We use cookies to improve your experience. By continuing to browse this site, you accept our cookie policy.×
Techniques EssayOpen Accesscc iconby icon

Using ANOVA to Analyze Microarray Data

    Gary A. Churchill

    The Jackson Laboratory, Bar Harbor, ME, USA

    Published Online:https://doi.org/10.2144/04372TE01

    Microarray data can be interrogated using analysis of variance (ANOVA), a powerful and general method of data analysis that has been extensively developed and studied for more than 75 years (1). ANOVA provides an integrated approach to normalization, estimation of expression levels, and testing for differential expression (2). This purpose of this article is to introduce some of the essential elements that one should be aware of when applying ANOVA to microarray data.

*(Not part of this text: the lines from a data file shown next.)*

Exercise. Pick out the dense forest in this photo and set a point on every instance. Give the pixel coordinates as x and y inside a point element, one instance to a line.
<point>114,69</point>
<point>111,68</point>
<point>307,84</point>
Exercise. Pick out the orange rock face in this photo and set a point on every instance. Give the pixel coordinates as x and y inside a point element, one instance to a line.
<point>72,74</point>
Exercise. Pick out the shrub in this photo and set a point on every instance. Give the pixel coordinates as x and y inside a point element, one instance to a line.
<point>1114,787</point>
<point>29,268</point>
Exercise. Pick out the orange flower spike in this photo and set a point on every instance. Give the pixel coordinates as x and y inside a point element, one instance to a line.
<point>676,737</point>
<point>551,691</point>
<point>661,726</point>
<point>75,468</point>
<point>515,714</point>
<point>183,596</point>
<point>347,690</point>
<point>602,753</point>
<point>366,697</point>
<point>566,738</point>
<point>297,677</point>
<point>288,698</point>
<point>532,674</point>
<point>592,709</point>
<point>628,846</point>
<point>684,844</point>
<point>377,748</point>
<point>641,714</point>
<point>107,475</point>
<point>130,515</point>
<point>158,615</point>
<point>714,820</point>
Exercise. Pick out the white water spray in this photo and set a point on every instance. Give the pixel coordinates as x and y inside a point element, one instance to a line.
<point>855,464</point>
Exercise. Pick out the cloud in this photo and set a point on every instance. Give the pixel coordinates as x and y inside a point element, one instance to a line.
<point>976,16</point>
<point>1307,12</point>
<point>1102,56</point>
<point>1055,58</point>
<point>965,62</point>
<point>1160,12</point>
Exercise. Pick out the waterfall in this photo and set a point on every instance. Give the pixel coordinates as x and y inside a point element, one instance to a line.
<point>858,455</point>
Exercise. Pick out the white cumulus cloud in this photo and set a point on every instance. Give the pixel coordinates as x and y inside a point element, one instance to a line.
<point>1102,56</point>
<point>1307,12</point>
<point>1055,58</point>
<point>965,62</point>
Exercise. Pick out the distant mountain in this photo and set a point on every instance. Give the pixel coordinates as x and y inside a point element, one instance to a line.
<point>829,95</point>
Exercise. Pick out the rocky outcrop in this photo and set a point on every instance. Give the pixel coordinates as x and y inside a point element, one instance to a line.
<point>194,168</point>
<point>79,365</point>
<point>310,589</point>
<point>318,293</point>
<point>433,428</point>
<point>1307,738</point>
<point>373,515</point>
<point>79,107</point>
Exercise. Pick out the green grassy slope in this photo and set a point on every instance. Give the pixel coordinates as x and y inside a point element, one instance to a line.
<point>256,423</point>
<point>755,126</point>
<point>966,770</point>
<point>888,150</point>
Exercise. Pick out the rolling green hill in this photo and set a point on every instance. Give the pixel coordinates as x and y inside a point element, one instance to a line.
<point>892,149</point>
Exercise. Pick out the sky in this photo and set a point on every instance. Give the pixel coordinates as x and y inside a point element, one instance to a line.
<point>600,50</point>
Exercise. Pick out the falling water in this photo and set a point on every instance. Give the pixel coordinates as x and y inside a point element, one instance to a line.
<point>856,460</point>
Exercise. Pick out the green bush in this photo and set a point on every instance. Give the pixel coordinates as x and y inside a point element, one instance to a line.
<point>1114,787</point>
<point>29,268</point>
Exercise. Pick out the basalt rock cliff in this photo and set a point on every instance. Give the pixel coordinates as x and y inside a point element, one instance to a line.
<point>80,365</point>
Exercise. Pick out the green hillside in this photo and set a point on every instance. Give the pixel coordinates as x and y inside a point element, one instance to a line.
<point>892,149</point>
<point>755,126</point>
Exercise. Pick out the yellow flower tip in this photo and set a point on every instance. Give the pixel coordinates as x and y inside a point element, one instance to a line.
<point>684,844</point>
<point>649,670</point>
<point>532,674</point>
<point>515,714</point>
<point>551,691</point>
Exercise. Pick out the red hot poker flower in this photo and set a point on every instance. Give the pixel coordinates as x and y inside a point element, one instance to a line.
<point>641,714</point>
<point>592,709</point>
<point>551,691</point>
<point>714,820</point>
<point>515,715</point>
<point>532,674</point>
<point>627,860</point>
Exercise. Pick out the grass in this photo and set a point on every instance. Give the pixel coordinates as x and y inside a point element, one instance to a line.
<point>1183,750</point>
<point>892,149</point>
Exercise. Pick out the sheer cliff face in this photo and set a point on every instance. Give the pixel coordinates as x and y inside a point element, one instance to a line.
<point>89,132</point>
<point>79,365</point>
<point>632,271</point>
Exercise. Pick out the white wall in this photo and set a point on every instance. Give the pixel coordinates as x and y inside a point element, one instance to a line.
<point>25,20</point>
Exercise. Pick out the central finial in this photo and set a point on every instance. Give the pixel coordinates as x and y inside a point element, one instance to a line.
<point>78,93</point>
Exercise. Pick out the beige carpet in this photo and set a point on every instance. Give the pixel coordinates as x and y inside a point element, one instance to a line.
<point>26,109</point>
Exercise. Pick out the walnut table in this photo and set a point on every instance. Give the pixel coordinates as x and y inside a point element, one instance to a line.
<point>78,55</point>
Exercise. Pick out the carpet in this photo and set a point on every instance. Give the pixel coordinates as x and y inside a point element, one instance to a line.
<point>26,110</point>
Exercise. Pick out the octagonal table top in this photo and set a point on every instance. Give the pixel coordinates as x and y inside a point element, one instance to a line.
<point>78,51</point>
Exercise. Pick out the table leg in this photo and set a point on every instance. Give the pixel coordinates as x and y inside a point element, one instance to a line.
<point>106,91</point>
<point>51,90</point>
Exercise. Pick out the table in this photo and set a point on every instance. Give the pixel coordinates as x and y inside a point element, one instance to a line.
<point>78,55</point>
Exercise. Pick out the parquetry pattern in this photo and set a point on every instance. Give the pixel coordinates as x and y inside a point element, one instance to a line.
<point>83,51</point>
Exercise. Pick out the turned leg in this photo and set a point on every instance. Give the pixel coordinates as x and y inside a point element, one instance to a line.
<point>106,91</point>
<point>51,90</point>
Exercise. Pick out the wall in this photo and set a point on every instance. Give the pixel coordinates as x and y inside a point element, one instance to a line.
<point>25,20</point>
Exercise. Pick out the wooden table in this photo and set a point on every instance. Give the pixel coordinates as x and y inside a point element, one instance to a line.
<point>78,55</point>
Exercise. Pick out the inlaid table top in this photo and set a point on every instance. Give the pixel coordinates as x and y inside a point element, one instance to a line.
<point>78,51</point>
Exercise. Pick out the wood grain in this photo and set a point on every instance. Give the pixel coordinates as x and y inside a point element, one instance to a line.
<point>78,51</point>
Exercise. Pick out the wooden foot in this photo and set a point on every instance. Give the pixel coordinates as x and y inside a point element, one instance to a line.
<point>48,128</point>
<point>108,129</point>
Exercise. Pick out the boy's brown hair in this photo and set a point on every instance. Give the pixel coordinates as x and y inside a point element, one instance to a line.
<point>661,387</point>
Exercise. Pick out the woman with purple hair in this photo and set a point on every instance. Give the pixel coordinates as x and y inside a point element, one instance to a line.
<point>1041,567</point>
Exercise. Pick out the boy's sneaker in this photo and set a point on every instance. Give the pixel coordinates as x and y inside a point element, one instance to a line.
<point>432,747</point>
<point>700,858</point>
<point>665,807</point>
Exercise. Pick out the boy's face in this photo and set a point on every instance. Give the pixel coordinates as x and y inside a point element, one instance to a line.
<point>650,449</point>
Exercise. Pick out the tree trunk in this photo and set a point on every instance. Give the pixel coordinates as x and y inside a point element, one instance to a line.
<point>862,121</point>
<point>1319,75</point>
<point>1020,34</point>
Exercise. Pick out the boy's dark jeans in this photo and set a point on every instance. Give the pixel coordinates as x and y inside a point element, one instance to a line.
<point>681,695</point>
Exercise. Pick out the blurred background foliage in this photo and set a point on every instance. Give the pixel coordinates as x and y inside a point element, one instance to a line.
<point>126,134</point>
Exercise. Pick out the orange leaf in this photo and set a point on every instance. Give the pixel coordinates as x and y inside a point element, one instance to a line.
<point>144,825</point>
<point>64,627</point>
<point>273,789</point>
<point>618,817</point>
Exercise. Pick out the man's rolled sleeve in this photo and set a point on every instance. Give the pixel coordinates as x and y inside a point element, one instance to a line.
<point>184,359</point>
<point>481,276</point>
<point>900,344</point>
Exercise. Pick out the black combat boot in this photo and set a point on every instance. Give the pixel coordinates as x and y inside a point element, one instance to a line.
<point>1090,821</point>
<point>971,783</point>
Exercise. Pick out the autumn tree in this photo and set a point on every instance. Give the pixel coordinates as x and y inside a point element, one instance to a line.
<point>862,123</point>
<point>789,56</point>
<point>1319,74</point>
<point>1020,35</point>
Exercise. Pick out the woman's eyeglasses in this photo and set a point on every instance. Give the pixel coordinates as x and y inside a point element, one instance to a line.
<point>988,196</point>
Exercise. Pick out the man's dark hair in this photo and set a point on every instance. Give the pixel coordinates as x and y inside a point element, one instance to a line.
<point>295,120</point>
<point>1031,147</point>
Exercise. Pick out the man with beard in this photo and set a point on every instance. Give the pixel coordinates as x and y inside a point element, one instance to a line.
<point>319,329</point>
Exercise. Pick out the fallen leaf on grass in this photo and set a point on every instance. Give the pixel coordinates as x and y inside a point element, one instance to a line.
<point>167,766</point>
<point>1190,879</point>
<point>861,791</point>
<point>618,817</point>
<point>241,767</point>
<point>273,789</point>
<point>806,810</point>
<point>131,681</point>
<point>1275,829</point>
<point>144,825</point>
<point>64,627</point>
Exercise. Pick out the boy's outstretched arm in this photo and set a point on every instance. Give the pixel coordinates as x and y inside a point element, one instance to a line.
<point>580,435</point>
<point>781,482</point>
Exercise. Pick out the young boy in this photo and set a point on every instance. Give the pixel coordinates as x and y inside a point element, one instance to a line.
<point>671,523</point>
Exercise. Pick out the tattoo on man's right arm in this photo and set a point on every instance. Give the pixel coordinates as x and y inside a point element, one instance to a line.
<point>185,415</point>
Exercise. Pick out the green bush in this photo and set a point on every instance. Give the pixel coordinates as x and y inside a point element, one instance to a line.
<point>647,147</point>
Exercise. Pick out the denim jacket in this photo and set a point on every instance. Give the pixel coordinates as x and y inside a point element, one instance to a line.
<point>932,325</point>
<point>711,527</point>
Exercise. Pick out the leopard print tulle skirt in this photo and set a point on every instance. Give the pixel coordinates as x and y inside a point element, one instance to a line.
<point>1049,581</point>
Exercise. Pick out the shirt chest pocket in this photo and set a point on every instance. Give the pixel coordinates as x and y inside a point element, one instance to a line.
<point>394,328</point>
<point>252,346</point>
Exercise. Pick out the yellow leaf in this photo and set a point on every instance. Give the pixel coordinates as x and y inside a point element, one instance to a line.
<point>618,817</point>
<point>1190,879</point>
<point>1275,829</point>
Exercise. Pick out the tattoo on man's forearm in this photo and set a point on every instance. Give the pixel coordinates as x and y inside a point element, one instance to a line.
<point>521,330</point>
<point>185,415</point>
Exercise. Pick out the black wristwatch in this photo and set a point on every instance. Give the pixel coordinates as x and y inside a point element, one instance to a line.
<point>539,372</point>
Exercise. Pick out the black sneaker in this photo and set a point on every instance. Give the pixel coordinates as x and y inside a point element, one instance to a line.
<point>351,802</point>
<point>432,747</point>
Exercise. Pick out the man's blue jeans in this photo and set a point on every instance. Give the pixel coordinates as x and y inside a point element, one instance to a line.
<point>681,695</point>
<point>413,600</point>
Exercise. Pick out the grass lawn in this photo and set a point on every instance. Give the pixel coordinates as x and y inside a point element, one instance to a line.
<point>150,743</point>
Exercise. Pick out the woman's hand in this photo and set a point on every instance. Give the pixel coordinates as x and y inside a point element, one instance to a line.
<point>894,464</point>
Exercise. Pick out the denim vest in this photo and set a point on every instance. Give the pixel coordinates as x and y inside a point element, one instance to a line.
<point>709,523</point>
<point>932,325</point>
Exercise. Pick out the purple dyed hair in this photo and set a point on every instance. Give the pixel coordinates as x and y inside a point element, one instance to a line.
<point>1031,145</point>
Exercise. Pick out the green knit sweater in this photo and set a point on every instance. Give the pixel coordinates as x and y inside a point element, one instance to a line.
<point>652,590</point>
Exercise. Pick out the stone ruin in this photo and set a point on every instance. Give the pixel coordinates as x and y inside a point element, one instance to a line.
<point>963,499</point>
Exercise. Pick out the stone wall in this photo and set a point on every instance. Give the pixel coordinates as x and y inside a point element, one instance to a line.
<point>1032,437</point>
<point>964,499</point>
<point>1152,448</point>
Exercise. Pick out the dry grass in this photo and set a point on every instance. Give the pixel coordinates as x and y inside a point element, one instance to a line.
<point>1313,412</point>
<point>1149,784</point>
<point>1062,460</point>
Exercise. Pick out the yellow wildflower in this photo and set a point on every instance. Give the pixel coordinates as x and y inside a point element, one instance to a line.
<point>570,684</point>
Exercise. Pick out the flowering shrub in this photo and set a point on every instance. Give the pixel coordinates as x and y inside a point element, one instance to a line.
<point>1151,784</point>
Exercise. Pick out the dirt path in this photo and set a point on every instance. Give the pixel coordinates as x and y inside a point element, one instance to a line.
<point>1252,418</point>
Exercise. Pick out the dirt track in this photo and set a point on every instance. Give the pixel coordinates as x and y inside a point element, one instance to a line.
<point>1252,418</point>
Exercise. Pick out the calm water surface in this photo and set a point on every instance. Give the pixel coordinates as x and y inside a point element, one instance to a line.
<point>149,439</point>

    Consider a simple experiment in which RNA samples from twelve mice, four individual mice from each of three different strains, are assayed using microarrays. The purpose of the experiment is to identify genes that differ in expression levels among these strains. One could compare the expression level of each gene using Student's t-tests to make three comparisons, one for each different pair of strains. However, this is not an efficient approach, because it does not fully utilize all of the information available in the data. An alternative strategy considers the variability of the expression levels within and among strains. If the variability in the expression levels of a gene among strains is substantially greater than the variability within strains, this indicates that the gene is differentially expressed. The comparison of variation at different levels in a set of measurements is the essence of ANOVA.

    Experimental Design

    ANOVA provides a method of data analysis that is motivated by consideration of the experimental design. The design of an experiment should be determined by the scientific question that is being addressed and be balanced by the practical constraints of the experimental system. The method of analysis of the data should follow naturally from the design and should directly address the question that motivated the experiment.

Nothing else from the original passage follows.